Depuis 2016, la Ville de Paris a initié une prise en compte du genre dans l'espace public en publiant un guide référentiel « Genre & espace public », (dont une version enrichie et actualisée a été publiée en 2021) s’adressant aux urbanistes et aux personnes en charge de l’aménagement de l’espace public, mettait en avant, parmi ses nombreux thèmes, celui de la participation des habitantes pour participer notamment à leur propre visibilisation. Cela a produit le lancement de marches exploratoires de femmes de tous âges à Paris. Elles sont un outil qui répond à une triple problématique : l’aménagement du territoire, l’animation du quartier et le sentiment de sécurité. Elles mettent en évidence l'expérience d’usage des femmes, jeunes et moins jeunes, de différentes catégories socio-professionnelles, qui vivent dans le quartier tout en ayant une fonction de visibilisation.
Grâce au collectif À places égales, la Mairie du 12e a organisé une marche de deux heures le 29 mai, en présence de la Maire, Emmanuelle Pierre-Marie, utilisant la méthodologie élaborée par la sociologue Dominique Poggi. Elle s’inscrit dans la démarche participative “Embellir votre quartier” consacrée au quartier des Jardins de Reuilly, qui permet à toutes et tous de faire des propositions pour améliorer l’espace public.
Grâce à des couleurs rouge, orange ou verte, les participantes ont indiqué en amont sur une cartographie les espaces où elles se sentent bien, moyennement bien ou mal, mais aussi et surtout les espaces qu’elles évitent selon l’heure et si elles sont seules ou en groupe au moment du passage.

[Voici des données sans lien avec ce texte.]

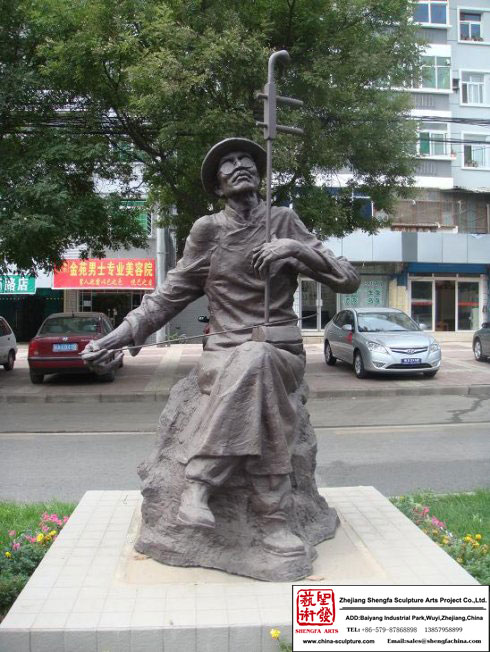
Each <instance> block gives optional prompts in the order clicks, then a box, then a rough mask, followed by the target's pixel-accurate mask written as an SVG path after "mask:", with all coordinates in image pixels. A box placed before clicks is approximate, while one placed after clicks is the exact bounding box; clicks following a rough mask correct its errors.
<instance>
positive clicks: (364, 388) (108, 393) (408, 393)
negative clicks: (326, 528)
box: [0, 341, 490, 403]
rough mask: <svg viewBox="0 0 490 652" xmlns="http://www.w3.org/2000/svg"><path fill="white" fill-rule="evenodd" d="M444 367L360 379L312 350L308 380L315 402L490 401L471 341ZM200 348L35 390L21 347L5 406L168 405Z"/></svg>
mask: <svg viewBox="0 0 490 652" xmlns="http://www.w3.org/2000/svg"><path fill="white" fill-rule="evenodd" d="M441 347H442V366H441V369H440V371H439V373H438V374H437V376H436V377H435V378H425V376H423V375H422V374H417V375H413V376H407V375H396V376H395V375H393V376H389V377H388V376H385V375H377V376H371V377H369V378H365V379H362V380H360V379H358V378H356V377H355V375H354V372H353V370H352V367H351V366H350V365H347V364H343V363H337V364H336V365H335V366H334V367H327V366H326V365H325V362H324V359H323V345H322V343H313V344H307V345H306V347H305V348H306V352H307V358H306V380H307V381H308V384H309V387H310V397H311V398H324V397H329V396H338V397H340V396H353V395H355V396H376V395H379V393H380V392H382V393H383V394H391V395H393V396H403V395H413V396H417V395H418V396H420V395H430V394H432V395H457V396H482V397H485V396H490V362H483V363H481V362H477V361H476V360H474V358H473V352H472V350H471V341H447V342H442V343H441ZM201 352H202V346H201V345H200V344H176V345H172V346H170V347H162V348H152V347H150V348H147V349H143V350H142V351H141V352H140V353H139V355H138V356H136V357H132V356H130V355H126V356H125V362H124V367H123V368H122V369H120V370H119V371H118V372H117V375H116V380H115V382H113V383H100V382H99V381H98V380H97V379H96V378H94V377H92V376H89V375H87V376H59V375H56V376H55V375H53V376H47V377H46V378H45V381H44V383H43V384H42V385H32V383H31V382H30V380H29V373H28V366H27V348H26V346H25V345H21V346H20V351H19V354H18V360H17V362H16V366H15V368H14V370H13V371H11V372H8V373H6V372H4V371H3V369H0V403H1V402H2V401H4V402H11V403H25V402H32V403H73V402H93V401H98V402H103V403H105V402H107V403H111V402H120V401H139V402H147V401H150V402H153V401H163V400H165V399H166V398H167V397H168V394H169V391H170V389H171V388H172V386H173V385H174V384H175V383H176V382H177V381H178V380H179V379H180V378H183V377H184V376H185V375H186V374H187V373H188V372H189V370H190V369H191V368H192V367H193V366H194V365H195V364H196V363H197V361H198V360H199V357H200V355H201Z"/></svg>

Cela a permis d’établir un itinéraire pour la marche, en fonction de l’identification pour chacune des espaces sensibles du quartier.

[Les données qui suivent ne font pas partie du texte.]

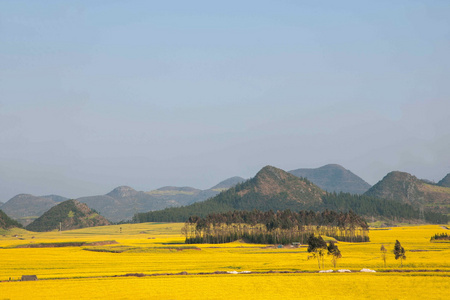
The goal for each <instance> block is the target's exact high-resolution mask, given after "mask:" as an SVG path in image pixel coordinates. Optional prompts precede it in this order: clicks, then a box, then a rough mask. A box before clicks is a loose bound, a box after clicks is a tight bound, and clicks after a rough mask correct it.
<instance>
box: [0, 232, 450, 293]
mask: <svg viewBox="0 0 450 300" xmlns="http://www.w3.org/2000/svg"><path fill="white" fill-rule="evenodd" d="M182 226H183V224H179V223H173V224H156V223H145V224H123V225H114V226H105V227H95V228H86V229H79V230H73V231H64V232H50V233H34V232H27V231H25V230H19V229H14V230H13V231H9V232H3V233H2V235H0V261H1V264H0V281H1V282H0V299H23V298H30V299H46V298H51V297H53V298H55V299H74V298H77V299H95V298H97V299H99V298H111V299H193V298H196V299H230V298H233V299H269V298H274V297H277V296H284V297H290V298H300V297H302V298H308V299H311V298H317V299H319V298H325V297H327V298H332V299H334V298H347V299H351V298H369V299H370V298H373V299H375V298H377V299H380V298H386V299H392V298H395V299H418V298H426V299H443V298H446V295H447V294H448V291H449V290H450V286H449V283H450V243H445V242H435V243H432V242H430V237H431V236H433V235H434V234H436V233H444V232H448V231H446V230H445V229H443V228H442V227H440V226H437V225H428V226H410V227H398V228H391V229H387V230H371V231H370V240H371V242H369V243H344V242H339V243H338V244H337V245H338V246H339V249H340V251H341V253H342V256H343V257H342V258H341V259H339V260H338V262H337V269H350V270H352V271H353V273H342V274H341V273H336V272H334V273H326V274H319V273H317V271H318V266H317V260H314V259H308V256H309V253H307V251H306V246H304V245H302V246H301V247H300V248H294V247H283V248H277V247H267V245H255V244H246V243H243V242H233V243H228V244H213V245H208V244H198V245H185V244H183V242H184V237H183V236H182V235H181V228H182ZM112 240H114V241H116V242H117V244H109V243H106V244H105V245H102V244H96V245H95V246H91V245H89V244H85V245H84V246H77V247H54V248H16V247H17V246H20V245H22V246H23V245H30V244H42V243H44V244H48V243H63V242H84V243H92V242H101V241H112ZM395 240H399V241H400V242H401V244H402V246H403V247H404V248H405V250H406V257H407V258H406V260H404V261H403V268H402V270H403V271H404V270H408V271H412V272H394V273H391V272H380V271H384V270H392V269H400V262H399V261H396V260H395V259H394V254H393V253H392V250H393V248H394V243H395ZM381 245H384V246H385V248H386V249H387V266H386V268H384V263H383V261H382V258H381V251H380V248H381ZM188 246H189V247H191V248H189V247H188ZM192 246H194V247H192ZM90 250H95V251H90ZM115 250H117V251H116V252H120V253H114V252H115ZM119 250H120V251H119ZM100 251H101V252H100ZM362 268H369V269H373V270H376V271H378V272H377V273H360V272H358V273H356V271H359V270H361V269H362ZM325 269H332V262H331V258H330V257H325ZM271 270H273V271H277V272H295V271H302V272H309V273H293V274H283V273H268V274H256V272H268V271H271ZM423 270H425V271H427V272H423ZM434 270H440V271H439V272H432V271H434ZM216 271H221V272H226V271H239V272H242V271H251V272H253V273H250V274H238V275H231V274H229V275H228V274H209V275H190V274H193V273H200V272H202V273H213V272H216ZM180 272H187V273H188V275H163V276H145V277H113V276H116V275H125V274H130V273H133V274H146V275H150V274H167V273H169V274H175V273H180ZM313 272H314V273H313ZM22 275H37V277H38V279H39V280H38V281H34V282H21V281H17V280H18V279H19V278H20V277H21V276H22ZM10 278H11V281H9V280H10Z"/></svg>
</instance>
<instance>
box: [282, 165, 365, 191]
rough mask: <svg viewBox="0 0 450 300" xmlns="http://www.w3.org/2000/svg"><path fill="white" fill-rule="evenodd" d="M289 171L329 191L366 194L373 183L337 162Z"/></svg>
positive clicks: (323, 188) (322, 188) (320, 187)
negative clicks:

Un questionnaire aux thèmes très divers

Le groupe composé de 10 femmes a donc arpenté les rues du quartier selon l’itinéraire prédéfini et les étapes envisagées. Chaque arrêt a été l’occasion de répondre à un questionnaire type, établi par l’association A Places Égales, dans le but d’approfondir le diagnostic.
L’idée est de montrer que les expériences sont partagées et les possibles malaises légitimes. Participant à un processus d’auto-émancipation, le fait de pouvoir échanger entre femmes sur ces sentiments d’insécurité permet une libération de la parole sans crainte du jugement et sans reproduction des mécanismes de domination sociale.
Des sujets très divers sont abordés pour obtenir un diagnostic complet : des questions portent sur le thème de la visibilité, dans la section “voir et être vues” (y compris en se demandant si des noms de femmes célèbres sont mis en avant), puis “entendre et être entendue”, viennent ensuite les problématique de propreté, d’aménagement du secteur et enfin de convivialité.
Le bilan établi, propre au groupe constitué, fera l’objet d’une réunion de restitution auprès des élu·es pour qu’ils et elles s’en emparent. En parallèle, les suggestions d’amélioration seront remontées sur la plateforme idee.paris, qui concentre les suggestions de tous les citoyens et citoyennes de l’arrondissement pour le quartier Jardin de Reuilly.